You say that you know that you are in for a lot of programming...
I'm not sure about that. I would go for a quick and dirty solution not a 'generic' solution because generic solutions like the entity attribute value model often have a bad performance. Don't do client side joining (unifying the results) inside your Python code because that is very slow. Use SQL for joining, it is designed for that purpose. Users can also make their own reports with all kind of reporting tools that generate sql statements. You don't have to do everything in your app, just start with solving 80% of the problems, not 100%.
If something breaks because something inside the black box changes you can define views for backward compatibility that keeps your app functioning.
Maybe the scientific software will add a lot of new features and maybe it will change its datamodel because of those new features..? That is possible but then you will have to change your application anyways to take profit from those new features.
It sounds to me as if your problem isn't really about MySQL or SQLlite. It's about the sharing of data, and the contract that needs to exist between the supplier of data and the user of the same data.
To the extent that databases exist so that data can be shared, that contract is fundamental to everything about databases. When databases were first being built, and database theory was first being solidified, in the 1960s and 1970s, the sharing of data was the central purpose in building databases. Today, databases are frequently used where files would have served equally well. Your situation may be a case in point.
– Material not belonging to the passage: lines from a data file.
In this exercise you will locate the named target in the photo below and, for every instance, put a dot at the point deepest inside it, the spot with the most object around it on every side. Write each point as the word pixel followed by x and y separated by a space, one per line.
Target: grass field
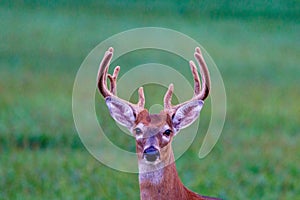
pixel 255 46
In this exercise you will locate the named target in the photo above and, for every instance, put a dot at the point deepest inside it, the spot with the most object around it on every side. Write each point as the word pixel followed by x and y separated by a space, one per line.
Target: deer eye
pixel 167 132
pixel 138 131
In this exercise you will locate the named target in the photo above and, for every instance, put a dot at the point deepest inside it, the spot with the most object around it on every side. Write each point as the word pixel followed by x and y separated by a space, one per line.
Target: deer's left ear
pixel 186 114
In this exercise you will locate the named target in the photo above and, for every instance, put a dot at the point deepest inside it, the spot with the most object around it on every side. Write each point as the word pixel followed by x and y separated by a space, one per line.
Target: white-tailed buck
pixel 158 178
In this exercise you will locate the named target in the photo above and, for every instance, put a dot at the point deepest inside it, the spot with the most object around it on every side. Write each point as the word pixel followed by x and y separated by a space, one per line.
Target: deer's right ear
pixel 120 111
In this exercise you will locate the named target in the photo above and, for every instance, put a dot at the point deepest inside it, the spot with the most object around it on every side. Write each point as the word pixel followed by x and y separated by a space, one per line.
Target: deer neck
pixel 161 182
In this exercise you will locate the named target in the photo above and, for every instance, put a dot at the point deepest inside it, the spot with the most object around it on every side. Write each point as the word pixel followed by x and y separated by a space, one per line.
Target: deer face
pixel 154 133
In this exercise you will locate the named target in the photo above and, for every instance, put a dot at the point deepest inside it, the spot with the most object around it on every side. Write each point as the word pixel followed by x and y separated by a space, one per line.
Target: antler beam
pixel 111 92
pixel 200 93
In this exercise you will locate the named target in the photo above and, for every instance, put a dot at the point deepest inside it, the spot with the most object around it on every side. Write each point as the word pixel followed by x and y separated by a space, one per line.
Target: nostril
pixel 150 150
pixel 151 154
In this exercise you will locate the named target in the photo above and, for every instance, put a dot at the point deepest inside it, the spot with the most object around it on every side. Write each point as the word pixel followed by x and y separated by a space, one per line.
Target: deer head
pixel 154 132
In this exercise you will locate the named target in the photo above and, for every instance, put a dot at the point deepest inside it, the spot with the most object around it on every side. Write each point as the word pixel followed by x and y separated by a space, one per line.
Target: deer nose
pixel 151 154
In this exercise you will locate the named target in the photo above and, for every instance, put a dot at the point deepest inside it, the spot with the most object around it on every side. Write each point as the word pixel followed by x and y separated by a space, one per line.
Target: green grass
pixel 256 49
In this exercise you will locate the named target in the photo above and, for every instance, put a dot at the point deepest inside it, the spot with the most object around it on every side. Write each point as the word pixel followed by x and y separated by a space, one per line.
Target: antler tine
pixel 102 73
pixel 200 93
pixel 113 80
pixel 204 75
pixel 102 81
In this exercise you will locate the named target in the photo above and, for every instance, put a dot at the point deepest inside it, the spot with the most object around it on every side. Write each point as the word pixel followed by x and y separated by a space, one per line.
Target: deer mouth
pixel 151 154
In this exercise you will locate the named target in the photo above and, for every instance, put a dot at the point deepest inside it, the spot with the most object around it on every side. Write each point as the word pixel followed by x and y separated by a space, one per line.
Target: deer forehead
pixel 153 121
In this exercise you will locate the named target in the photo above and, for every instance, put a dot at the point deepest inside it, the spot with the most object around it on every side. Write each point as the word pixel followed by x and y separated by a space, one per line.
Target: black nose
pixel 151 154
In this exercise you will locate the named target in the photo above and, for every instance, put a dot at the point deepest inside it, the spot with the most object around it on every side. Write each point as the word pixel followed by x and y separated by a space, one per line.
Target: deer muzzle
pixel 151 154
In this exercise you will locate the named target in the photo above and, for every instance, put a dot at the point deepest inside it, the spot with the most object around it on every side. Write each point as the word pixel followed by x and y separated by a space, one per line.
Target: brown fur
pixel 170 186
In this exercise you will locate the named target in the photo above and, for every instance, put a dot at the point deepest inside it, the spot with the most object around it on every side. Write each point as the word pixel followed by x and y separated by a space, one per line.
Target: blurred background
pixel 255 45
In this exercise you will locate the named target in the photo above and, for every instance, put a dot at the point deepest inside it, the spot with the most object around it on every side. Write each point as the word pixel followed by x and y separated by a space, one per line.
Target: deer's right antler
pixel 111 92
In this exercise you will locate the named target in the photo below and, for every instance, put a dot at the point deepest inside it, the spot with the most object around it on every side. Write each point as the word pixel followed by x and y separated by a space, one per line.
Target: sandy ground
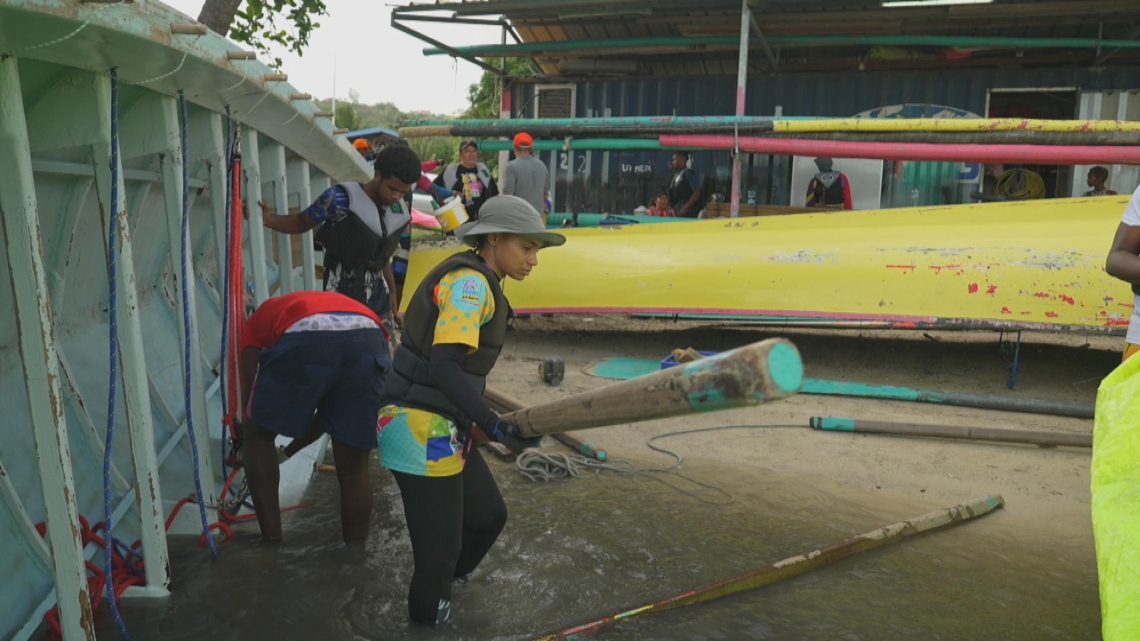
pixel 1047 489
In your situation, you have a beggar's contract with your data suppliers. They can change the format of the data, and maybe even the semantics, and all you can do is suck it up and deal wth it. This situation is by no means uncommon.
I don't know the specifics of your situation, so what follows could be way off target.
If it was up to me, I would want to build a database that was as generic, as flexible, and as stable as possible, without losing the essential features of structured and managed data. Maybe, some design like star schema would make sense, but I might adopt a very different design if I were actually in your shoes.
This leaves the problem of extracting the data from the databases you are given, transforming the data into the stable format the central database supports, and loading it into the central database. You are right in guessing that this involves a lot of programming. This process, known as "ETL" in data warehousing texts, is not the simplest of programming challenges.
At least ETL collects all the hard problems in one place. Once you have the data loaded into a database that's built for your needs, and not for the needs of your suppliers, turning the data into valuable information should be relatively easy, at least at the programming or SQL level. There are even OLAP tools that make using the data as simple as a video game. There are challenges at that level, but they aren't the same kind of challenges I'm talking about here.
Read up on data warehousing, and especially data marts. The description may seem daunting to you at first, but it can be scaled down to meet your needs.